New York bombing suspect captured in police shootout
US authorities captured a man wanted for the bombings in New York and New Jersey, identifying the bomber as Afghan-born American, Ahmad Khan Rahami.
Police forces wounded and captured during the shootout with the "armed and dangerous" 28-year-old on Monday, just two days after the bombings stoked terror fears across the country.
Footage broadcast on local ABC News showed Rahami being stretched into an ambulance moments after being arrested by police.
The weekend attack, came along with a stabbing spree in Minnesota that was carried out by a Somali-American whom police said made "references to Allah".

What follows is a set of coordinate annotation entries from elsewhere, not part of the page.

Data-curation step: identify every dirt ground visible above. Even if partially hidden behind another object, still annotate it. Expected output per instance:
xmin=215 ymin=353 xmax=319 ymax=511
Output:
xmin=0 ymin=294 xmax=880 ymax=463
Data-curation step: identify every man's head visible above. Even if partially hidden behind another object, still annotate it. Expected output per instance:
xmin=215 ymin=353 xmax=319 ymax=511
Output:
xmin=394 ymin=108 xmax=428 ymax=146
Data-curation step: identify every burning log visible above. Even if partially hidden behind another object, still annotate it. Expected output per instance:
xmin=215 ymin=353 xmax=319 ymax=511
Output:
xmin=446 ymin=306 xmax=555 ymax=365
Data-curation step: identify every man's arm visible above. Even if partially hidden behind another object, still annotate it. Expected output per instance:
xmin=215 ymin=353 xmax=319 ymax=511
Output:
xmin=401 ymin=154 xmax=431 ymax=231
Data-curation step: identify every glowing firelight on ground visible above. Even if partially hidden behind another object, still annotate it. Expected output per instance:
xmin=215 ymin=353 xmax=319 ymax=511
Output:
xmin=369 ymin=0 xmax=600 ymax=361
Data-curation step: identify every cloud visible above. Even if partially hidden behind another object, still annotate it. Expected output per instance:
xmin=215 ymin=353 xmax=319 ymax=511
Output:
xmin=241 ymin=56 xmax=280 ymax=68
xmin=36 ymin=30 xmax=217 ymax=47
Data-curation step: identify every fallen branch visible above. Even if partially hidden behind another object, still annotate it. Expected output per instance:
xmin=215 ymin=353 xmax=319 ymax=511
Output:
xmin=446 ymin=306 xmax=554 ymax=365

A simultaneous pipe bomb explosion along the route of a Marine Corps race in New Jersey also raised security fears less than two months before the US presidential election.
Officials confirmed Rahami was injured in his leg and was undergoing surgery at a hospital, while two officers were also wounded in the shootout.
US citizen Rahami - who was seen in surveillance footage taken in the area before the bomb went off - was born in Afghanistan and worked at a family restaurant in Elizabeth, New Jersey.
Police said the suspect had not been previously known to law enforcement except in connection with a domestic complaint which was later retracted.
In 2011, Rahami's family sued authorities in Elizabeth, accusing the city of discrimination after authorities forced them to close their chicken restaurant by 10pm.
The suit was settled in 2012 in the city's favour, with a ruling that the city could close the restaurant, Elizabeth Mayor Chris Bollwage told reporters on Monday.
On Monday, President Barack Obama called on Americans "not to succumb to fear" and stressed there were no connections between the incidents on the East coast and the Minesota stabbing over the weekend.
At least 29 people were injured in the Saturday night bombing in New York's Chelsea and Saturday morning's New Jersey pip bombing.
Other explosive devices were found close to the scenes of the attacks late on Sunday.
While the investigation is still active, the New York mayor said authorities were not currently looking for any other suspects in connection with what he called "an act of terror" in Chelsea.
"I have no indication there is a cell operating in the area or in the city," Sweeney told a news conference in New York.
City police chief James O'Neill said the investigation would now focus on whether Rahami acted alone and his alleged motives.
No claim of responsibility have yet been made, however a jihadist-linked news agency, Amaq, claimed that an IS "soldier" carried out the Minnesota stabbings.